POUR INTERVENIR dans les luttes, il ne suffit pas d’une organisation dynamique et d’une bonne analyse de la situation politique. S’il est plus aisé aujourd’hui de convaincre les gens des méfaits du système capitaliste, la nécessité et la possibilité d’une alternative socialiste semblent encore utopiques pour la majorité des travailleurs.
Nicolas Croes
Des discussions individuelles permettent d’aborder certains sujets plus en profondeur, et le dialogue permet de comprendre au mieux quelles sont les aspirations et les craintes de l’interlocuteur. Mais pour une organisation voulant intervenir dans le mouvement ouvrier, ce dialogue doit s’établir à une autre échelle: entre l’organisation révolutionnaire et les masses. C’est le rôle d’un programme de revendications.
Nous ne saurions nous en tenir dans nos appels au programme minimum, c’est-à-dire au programme réalisable dans la société capitaliste. Favoriser cela, c’est oublier le contenu révolutionnaire du socialisme, tout comme l’ont fait les partis sociaux-démocrates. Les années passées sous le règne de la social-démocratie nous ont démontré que rien n’est acquis sous le capitalisme, que les avancées ne restent en place qu’à partir du moment où un rapport de force favorable au mouvement ouvrier existe. Cela ne signifie pas qu’il faut s’abstenir de soutenir ces revendications, nous sommes évidemment pour la protection chaque droit des travailleurs, mais il est primordial de voir cela dans une perspective révolutionnaire.
La tendance diamétralement opposée serait de s’en tenir strictement au programme maximum, c’est à dire le remplacement dans un avenir indéterminé du capitalisme par le socialisme. Cela non plus n’est pas la méthode la plus constructive. Il ne s’agit aucunement de cacher notre projet d’une société future libérée de l’exploitation mais de le faire comprendre de la meilleure manière possible.
Dans toute société, l’idéologie dominante est celle de la classe dominante, qui dispose des institutions d’Etat, de la presse,… et dans ces conditions, débarquer dans une lutte en proclamant fièrement le passage au socialisme comme solution à tous les problèmes ne peut être qu’un sujet de plaisanterie au lieu d’être un sujet de réflexion.
En fait, partisans exclusifs de l’un ou l’autre point de vue, réformistes ou gauchistes, ne font dans leurs paroles et dans les faits, que postposer la révolution.

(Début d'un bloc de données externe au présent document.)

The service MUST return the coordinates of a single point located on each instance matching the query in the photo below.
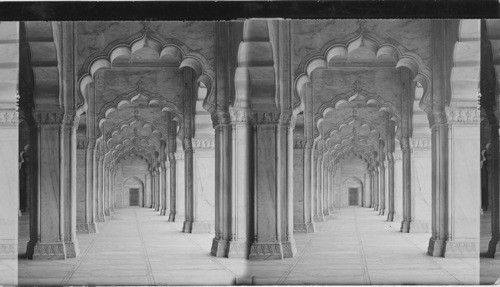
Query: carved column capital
(203, 143)
(462, 115)
(9, 118)
(220, 118)
(239, 115)
(82, 144)
(187, 143)
(299, 144)
(420, 143)
(50, 117)
(266, 118)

Les deux programmes doivent être constamment liés. La question des revendications transitoires fut longuement réfléchie par Trotsky lors de la création de la IVe Internationale. A cette époque, la trahison de la Deuxième Internationale socialiste était connue de tous, la manière dont elle s’était honteusement jetée dans la Première Guerre mondiale était un renoncement total à tous les principes du socialisme. Ce qui était nouveau était l’orientation de la IIIe Internationale communiste, bureaucratiquement dégénérée et sous la coupe autoritaire de Staline, qui avait – entre autres – facilité l’élection d’Hitler en préférant s’attaquer aux «sociaux-fascistes» (appellation donnée aux sociaux-démocrates par les staliniens) plutôt qu’aux nazis.
Devant ces organisations représentant un frein pour les aspirations des travailleurs, Trotsky présenta comme programme à la IVe Internationale le programme de transition, dont la force est de proposer des ponts entre programme minimum et programme maximum. Il est constitué d’un ensemble de revendications qui permettent de rallier les travailleurs les plus conscients dans la mesure où elles semblent justes et nécessaires, mais elles remettent totalement en cause la propriété privée des moyens de production et la société capitaliste en général quand on réfléchit à la manière de les mettre en application.
Cette méthode est selon nous la plus adaptée pour surmonter les contradictions entre la situation présente dans la société (crises continuelles, chômage massif et croissant,…) et la volonté du mouvement ouvrier en général, diminuée par les défaites dues aux capitulations des directions syndicales ou des partis réformistes, et par l’offensive idéologique de la bourgeoisie renforcée depuis la chute du stalinisme dans les pays de l’Est.